Because he was argumentative and noisy, Mahsen Abdul Gawaii, a 39-year-old labourer from Yemen, was an unwelcome visitor at Faiz Khan’s lodging-house in Greaseborough Road, Sheffield. Finally Mr. Khan asked him not to come any more, but Gawaii turned up again on NOVEMBER 25th, 1956.

Trouble began when he switched on the radio and tuned in to an Arabic programme. The Pakistani lodgers asked him to switch to an English-language programme, but he refused to do so. And when Mr. Khan asked him to leave, Gawaii dragged him out into the garden.

A fight began in which he stabbed the landlord, who hit him on the head with a broom handle. Then a m?lée developed involving six of the lodgers, and one of them, Gail Hussain Shah, 29, was stabbed in the neck and died in the kitchen.

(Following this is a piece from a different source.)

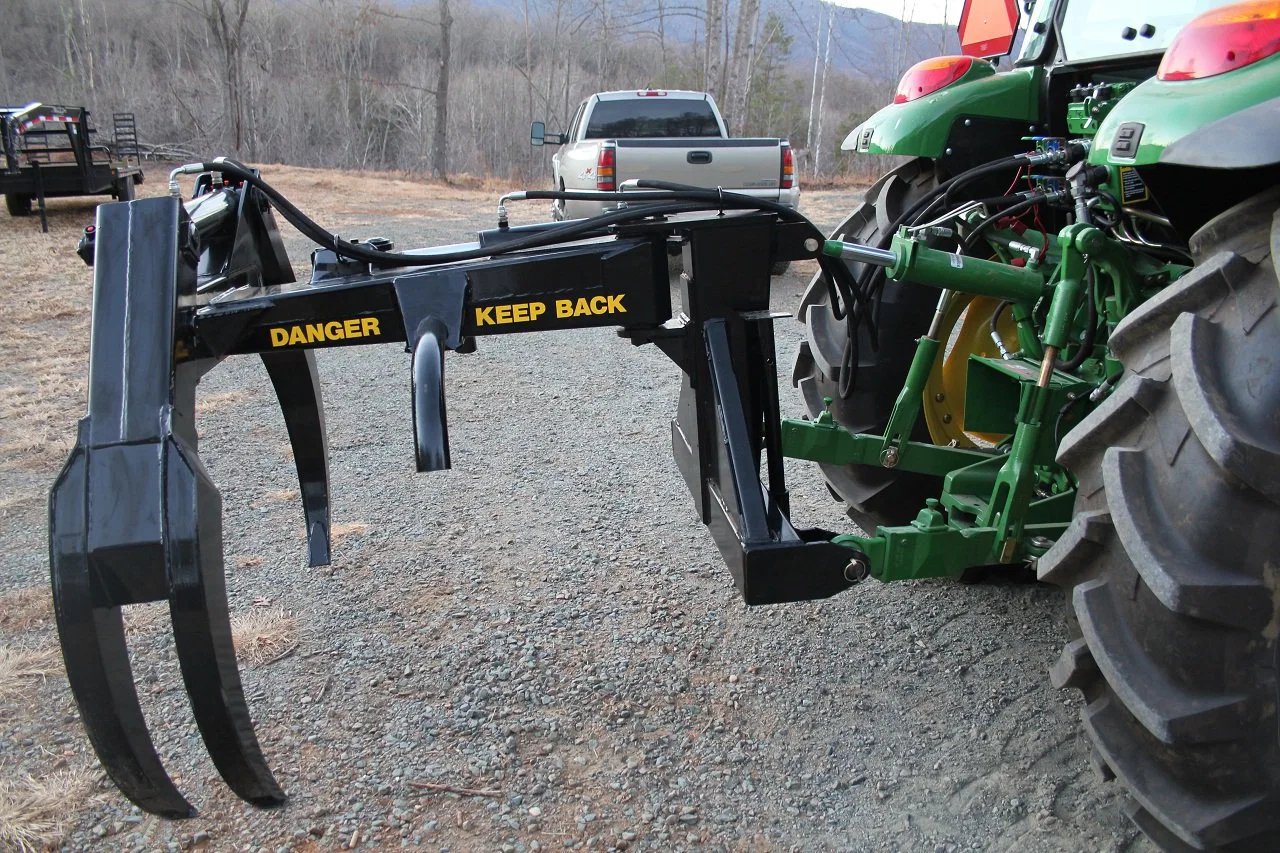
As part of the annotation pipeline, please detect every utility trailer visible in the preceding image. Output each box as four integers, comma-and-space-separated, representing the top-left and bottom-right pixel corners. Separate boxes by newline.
2, 102, 143, 232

Gawaii was also injured, and he went to the police. But after the lodgers were questioned, he was charged with Shah’s murder and with assaulting Faiz Khan.

At his trial several lodgers said they had seen him stab Gail Shah, but Gawaii claimed he was a victim of mistaken identity. On March 16th, 1957, he was convicted of murder, but a reprieve followed and in 1966 he was deported after serving nine years in prison.